Regardless which strategy, allocation or rebalancing period you choose, O’Shaughnessy made it clear that the most important thing is to have the discipline to stick to your method, even when it is underperforming relative to other strategies every once in a while. As he wrote:

“Sounds simple and sensible [to get rich with these simple rules], yet many investors have a nearly impossible time following this simple advice… I passionately believe that investors who manage to short-circuit their underlying emotions by following a simple equity asset allocation plan with consistent discipline will vastly outperform those who are unable to do so, whatever the overall market environment.
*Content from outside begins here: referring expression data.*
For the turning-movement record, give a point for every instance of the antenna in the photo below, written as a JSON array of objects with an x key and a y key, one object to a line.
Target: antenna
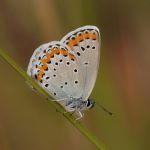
[{"x": 104, "y": 109}]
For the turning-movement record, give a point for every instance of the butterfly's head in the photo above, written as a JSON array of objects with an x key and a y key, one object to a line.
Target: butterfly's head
[{"x": 90, "y": 104}]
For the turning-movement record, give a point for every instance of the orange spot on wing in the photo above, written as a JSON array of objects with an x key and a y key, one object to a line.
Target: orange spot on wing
[
  {"x": 86, "y": 35},
  {"x": 64, "y": 52},
  {"x": 93, "y": 36},
  {"x": 71, "y": 56},
  {"x": 40, "y": 75},
  {"x": 72, "y": 43},
  {"x": 56, "y": 51}
]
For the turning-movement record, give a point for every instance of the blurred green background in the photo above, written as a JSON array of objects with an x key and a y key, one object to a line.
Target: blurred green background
[{"x": 27, "y": 120}]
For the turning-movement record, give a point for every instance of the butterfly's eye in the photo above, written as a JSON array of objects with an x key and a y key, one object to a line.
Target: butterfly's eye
[{"x": 89, "y": 104}]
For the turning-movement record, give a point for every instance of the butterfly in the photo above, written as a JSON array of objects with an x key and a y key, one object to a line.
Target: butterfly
[{"x": 67, "y": 69}]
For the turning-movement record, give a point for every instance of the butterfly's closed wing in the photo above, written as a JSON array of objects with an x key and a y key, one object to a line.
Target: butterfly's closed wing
[
  {"x": 57, "y": 70},
  {"x": 84, "y": 42}
]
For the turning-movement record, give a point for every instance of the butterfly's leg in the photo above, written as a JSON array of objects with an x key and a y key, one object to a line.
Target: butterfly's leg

By letting the data of 108 years inform us — rather than listening to what a talking head is saying right now on the TV or internet — we can see the simple truth that using simple, straightforward and time-tested investment strategies leads to the best overall results in virtually all market environments.”


Here is a summary of the Cornerstone investing system:

The Growth Strategy:

  1. Market Cap > 150 million.
  2. Earnings per Share: Increasing for 5 years.
  3. Price-Sales Ratio < 1.5.
  4. Relative Strength: Top 50 of Candidates.

The Value Strategy:

  1. Utility stocks not included.
  2. Market Cap > 1 billion.
  3. Cash Flow per Share > Market Average.
  4. Shares Outstanding > Market Average.
  5. Trailing 12-month Sales > 1.5 x Market Average.
  6. Shareholder’s Yield: Top 50 of Candidates.

Allocation and Rebalancing:

  • 50% of value with large cap stocks.
  • 35% of growth with small cap stocks.
  • 15% of growth with large cap stocks.
  • Rebalance the portfolio at least once a year.
Author's Bio: 

Victor Chan Wai-To is an active trader in Hong Kong.